The morning air in the cottage is thick with the scent of damp moss and Earl Grey, a fragrance that has become the literal blueprint of your shared life.
It’s been nearly a year since the dust of the war settled into the floorboards of this home, and over two years since you first called him yours, yet Neville still treats the space between you like a fragile, rare sapling.
He’s in the small kitchen nook, sunlight catching the gold in his hair as he meticulously repots a Lunar Lily. Moving in together was supposed to make the mystery of "us" fade into the mundane, but for Neville, it only seems to have heightened his reverence.
He still knocks on the bathroom door even though he has a key; he still blushes when he finds your sweater tangled with his in the laundry basket.
"You're doing it again," you say softly, leaning against the doorframe, watching the focused, gentle way he handles the roots.

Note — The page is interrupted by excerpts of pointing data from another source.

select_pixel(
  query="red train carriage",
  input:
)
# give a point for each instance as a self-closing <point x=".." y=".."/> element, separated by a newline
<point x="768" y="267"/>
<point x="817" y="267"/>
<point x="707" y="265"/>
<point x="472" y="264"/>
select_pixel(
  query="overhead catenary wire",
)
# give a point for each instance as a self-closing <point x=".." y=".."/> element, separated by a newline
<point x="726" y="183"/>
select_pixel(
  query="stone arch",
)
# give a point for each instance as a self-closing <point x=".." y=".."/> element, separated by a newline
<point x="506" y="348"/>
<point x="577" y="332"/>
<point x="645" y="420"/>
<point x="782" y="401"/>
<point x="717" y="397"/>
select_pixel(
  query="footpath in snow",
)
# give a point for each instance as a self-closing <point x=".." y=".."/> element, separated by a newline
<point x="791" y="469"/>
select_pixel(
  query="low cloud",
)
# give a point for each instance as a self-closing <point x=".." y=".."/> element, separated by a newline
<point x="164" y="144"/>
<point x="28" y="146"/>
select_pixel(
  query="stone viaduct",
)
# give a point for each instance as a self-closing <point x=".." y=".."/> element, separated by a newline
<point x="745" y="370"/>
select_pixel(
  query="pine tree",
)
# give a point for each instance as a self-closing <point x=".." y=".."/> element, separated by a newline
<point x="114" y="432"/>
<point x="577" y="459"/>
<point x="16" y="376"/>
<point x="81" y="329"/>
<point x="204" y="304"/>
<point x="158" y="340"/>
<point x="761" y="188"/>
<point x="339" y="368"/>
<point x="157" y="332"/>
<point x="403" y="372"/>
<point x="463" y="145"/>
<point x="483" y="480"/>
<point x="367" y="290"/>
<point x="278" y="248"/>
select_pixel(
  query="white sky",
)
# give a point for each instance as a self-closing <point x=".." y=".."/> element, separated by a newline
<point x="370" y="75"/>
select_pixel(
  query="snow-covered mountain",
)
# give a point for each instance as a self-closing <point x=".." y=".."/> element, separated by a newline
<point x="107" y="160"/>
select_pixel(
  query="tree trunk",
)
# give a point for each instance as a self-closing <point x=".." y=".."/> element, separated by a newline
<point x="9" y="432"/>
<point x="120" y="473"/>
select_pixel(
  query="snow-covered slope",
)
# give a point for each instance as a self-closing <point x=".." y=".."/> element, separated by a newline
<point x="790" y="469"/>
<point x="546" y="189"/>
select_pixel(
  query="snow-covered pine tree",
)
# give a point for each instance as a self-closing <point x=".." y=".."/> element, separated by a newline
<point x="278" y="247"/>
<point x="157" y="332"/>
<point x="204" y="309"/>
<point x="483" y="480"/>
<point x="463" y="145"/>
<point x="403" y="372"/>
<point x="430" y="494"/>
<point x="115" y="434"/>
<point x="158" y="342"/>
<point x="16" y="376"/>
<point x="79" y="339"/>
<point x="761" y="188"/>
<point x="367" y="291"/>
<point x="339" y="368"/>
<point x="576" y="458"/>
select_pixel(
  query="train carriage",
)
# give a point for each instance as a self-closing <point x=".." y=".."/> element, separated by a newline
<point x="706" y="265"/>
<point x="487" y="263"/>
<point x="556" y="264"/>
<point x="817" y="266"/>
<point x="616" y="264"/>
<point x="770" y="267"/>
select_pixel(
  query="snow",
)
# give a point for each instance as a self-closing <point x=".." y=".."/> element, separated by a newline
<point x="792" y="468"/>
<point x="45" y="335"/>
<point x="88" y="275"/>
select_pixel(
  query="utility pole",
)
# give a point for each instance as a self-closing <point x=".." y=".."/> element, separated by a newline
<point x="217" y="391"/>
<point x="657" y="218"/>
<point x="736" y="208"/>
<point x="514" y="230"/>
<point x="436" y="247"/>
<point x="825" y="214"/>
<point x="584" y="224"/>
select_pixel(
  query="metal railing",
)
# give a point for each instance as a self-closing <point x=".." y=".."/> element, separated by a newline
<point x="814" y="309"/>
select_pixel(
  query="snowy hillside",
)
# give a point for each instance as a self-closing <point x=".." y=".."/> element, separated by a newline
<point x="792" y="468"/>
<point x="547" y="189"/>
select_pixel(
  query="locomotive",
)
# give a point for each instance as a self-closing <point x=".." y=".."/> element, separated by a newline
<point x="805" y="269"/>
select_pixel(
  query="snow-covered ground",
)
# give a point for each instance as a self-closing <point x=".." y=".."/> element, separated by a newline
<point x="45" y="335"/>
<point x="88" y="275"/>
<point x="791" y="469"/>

Neville jumps—just a fraction—the way he used to in Professor Sprout's greenhouse. He turns, a smudge of dark earth decorating his cheekbone, and his spectacles slide down his nose.
"Doing what?" he asks, his voice still possessing that endearing, gravelly hitch.
"Treating the kitchen like a sanctuary. You can breathe, Nev. We live here. Together."
He sets the trowel down, his large, calloused hands wiping nervously on his apron. He walks over to you, the distance closing with a familiarity that two years has earned, yet his eyes still hold that shimmering, first-year shyness.
He reaches out, his fingers hovering just a breath away from your waist before he finally commits to the touch, pulling you into the warm, steady circle of his arms.
"I know," he murmurs, his face dipping into the crook of your neck.
"It’s just... sometimes I wake up and see your shoes by the door, or your book on the nightstand, and I have to remind myself I’m not dreaming. That I didn't just stay behind in that forest."
He pulls back, his thumb tracing the line of your jaw with a slow, metaphorical grace—as if he’s mapping out a garden he intends to tend for the next fifty years.
The shyness isn't because he doesn't know you; it’s because he knows exactly how much you’re worth, and the weight of that treasure still makes him fumble.
"I’m never going to get used to the fact that I get to see you every morning," he whispers, his forehead resting against yours.
"I think I’ll still be blushing about it when we're eighty."
He leans in, the kiss tasting of honey and home—a slow, deep roots-settling-into-soil kind of kiss. It’s the quiet bliss of a man who no longer has to say goodbye at a fireplace or a train station.
"I bought a new fern for the bedroom," he adds breathlessly against your lips, his cheeky, lopsided grin finally breaking through the bashfulness.
"It’s supposed to help with deep sleep. Not that you let me get much of that lately."